Der Tagliamento ist einer der letzten weitgehend ungezähmten und intakten Flüsse Europas. Nicht umsonst wird er als „König der Alpenflüsse“ bezeichnet: Sein Reich erstreckt sich von den Gipfeln der Dolomiten bis hin zu den beliebten Urlaubsorten an der Adriaküste rund um Lignano Sabbiadoro. Da wie dort gestaltet er die Landschaft maßgeblich mit. So gibt es auch den goldschimmernden Strand in Lignano nur, weil es den Tagliamento gibt. Am Dienstag, dem 12. November 2024, lädt „Universum“ um 20.15 Uhr in ORF 2 und auf ORF ON zu einer Expedition entlang eines Flusses, der in Europa seinesgleichen sucht. Die neue Dokumentation „Tagliamento – Wild und frei zwischen Adria und Alpen“ von Regisseur Giuseppe Bucciarelli ist eine Koproduktion von RANFILM, ORF und ZDF/ARTE in Zusammenarbeit mit ORF-Enterprise.
Anfangs gibt sich der Tagliamento bescheiden: Unscheinbar tritt aus dem Waldboden – hoch oben in den Alpen, im Grenzgebiet zwischen Italien und Österreich – ein kleines Rinnsal. Doch schon bald nimmt der Fluss an Fahrt auf und schlängelt sich durch eine mystisch anmutende Bergwelt. Im Herbst sind die Wälder, durch die das Gewässer fließt, Schauplatz eines Naturspektakels: die Brunft der Rothirsche. Nahe dem spektakulären Cascata del Sole, dem „Wasserfall der Sonne“, erreicht der Tagliamento das Revier der Braunbären. Sie waren in der Region beinahe verschwunden. Doch nun feiern sie ein beeindruckendes Comeback. Jetzt, kurz vor Einbruch der kalten Jahreszeit, besteht die letzte Chance, Energiereserven aufzustocken, um die Winterruhe zu überstehen. Schon bald fällt der erste Schnee, der Fluss setzt seine Reise unbeirrt fort. Wie Geister bewegen sich die seltensten Raubtiere des Alpenraums in den Wäldern: Es sind Eurasische Luchse. Die begabten Jäger sind meist Einzelgänger. Die Winterwälder entlang des Tagliamento bieten auch einem anderen gefürchteten Tier den perfekten Lebensraum: dem Wolf. Die Rudel sind bei der Jagd bestens organisiert, sehr zum Nachteil der Wildschweine, die sich die Wälder mit ihnen teilen.
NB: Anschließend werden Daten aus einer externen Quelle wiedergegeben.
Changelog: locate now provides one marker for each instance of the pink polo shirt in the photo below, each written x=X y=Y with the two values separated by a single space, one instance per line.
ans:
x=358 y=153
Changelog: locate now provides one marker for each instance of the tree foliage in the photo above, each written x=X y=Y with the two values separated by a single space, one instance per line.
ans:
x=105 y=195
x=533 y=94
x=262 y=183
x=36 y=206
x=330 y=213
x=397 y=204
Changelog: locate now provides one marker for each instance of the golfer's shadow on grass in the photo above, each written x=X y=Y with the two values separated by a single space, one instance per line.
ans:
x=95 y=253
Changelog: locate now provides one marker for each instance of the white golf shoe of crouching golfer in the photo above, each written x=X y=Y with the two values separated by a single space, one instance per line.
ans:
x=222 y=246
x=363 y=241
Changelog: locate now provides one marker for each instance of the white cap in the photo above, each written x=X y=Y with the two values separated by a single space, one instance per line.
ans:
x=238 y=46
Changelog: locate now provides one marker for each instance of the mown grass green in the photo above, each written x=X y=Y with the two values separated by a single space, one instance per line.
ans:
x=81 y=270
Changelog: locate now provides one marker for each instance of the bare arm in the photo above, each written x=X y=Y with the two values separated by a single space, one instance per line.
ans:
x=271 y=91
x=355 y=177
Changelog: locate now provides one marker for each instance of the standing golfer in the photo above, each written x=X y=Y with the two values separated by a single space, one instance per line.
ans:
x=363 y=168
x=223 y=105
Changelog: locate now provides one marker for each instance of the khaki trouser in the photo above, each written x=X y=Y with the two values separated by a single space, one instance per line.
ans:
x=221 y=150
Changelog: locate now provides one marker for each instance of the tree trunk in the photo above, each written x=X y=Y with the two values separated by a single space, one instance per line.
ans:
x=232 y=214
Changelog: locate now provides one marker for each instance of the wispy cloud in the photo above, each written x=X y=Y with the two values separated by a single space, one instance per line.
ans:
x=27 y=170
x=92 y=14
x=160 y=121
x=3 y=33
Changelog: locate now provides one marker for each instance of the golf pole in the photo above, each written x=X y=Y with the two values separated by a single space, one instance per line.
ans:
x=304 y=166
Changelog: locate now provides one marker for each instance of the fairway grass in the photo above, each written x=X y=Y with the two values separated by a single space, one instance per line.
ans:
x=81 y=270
Im Frühling setzt heftiger Regen ein. Niederschlag und Schmelzwasser machen den Tagliamento bei seinem Abstieg in die Täler zum reißenden Gewässer. Nach und nach erreicht er die Welt der Menschen – und doch fließt er unbehelligt weiter. Es gibt keine Dämme, die den Fluss unterbrechen, keine Betonmauern, die ihn in ein Korsett zwingen. Im Tal erreicht das Flussbett eine Breite von bis zu drei Kilometern. Nach Belieben kann sich der Tagliamento hier ausbreiten oder zusammenziehen, womit auch bei Hochwasser Schäden ausbleiben. Im Sommer erhitzt sich das Flussbett schnell, und das Wasser beginnt zu verdunsten. Jetzt vollzieht der Tagliamento erneut eine Wandlung. Auf einmal verschwindet er unter der Oberfläche und fließt über eine Länge von etwa zehn Kilometer unterirdisch weiter. Dann drängt er wieder nach oben und setzt die Reise Richtung Adria fort. Nun ist der Fluss von Landwirtschaftsflächen und Wäldern gesäumt. Sogar der mächtige „König der Alpenflüsse“ muss hier Tribut zollen und opfert einen Teil seiner Lebenskraft, um die umliegenden Felder zu bewässern. In den Wäldern haben sich Neuankömmlinge breit gemacht: Goldschakale, die in den vergangenen Jahrzehnten still und leise vom Balkan westwärts gewandert sind und jetzt auch hier ihr Zuhause gefunden haben.
Kurz bevor der Tagliamento seine Mündung in die Adria erreicht, streift er noch die Laguna di Marano, eine riesige Brackwasserzone, wo Schwäne und Flamingos sich niedergelassen haben. Dann erreicht der Fluss die Adria und verliert sich in den Tiefen des nördlichen Mittelmeers. Doch davor macht er den Menschen hier ein nachhaltiges Geschenk und hinterlässt entlang der Küste Sand sowie Sedimente, die er auf seiner langen Reise gesammelt hat.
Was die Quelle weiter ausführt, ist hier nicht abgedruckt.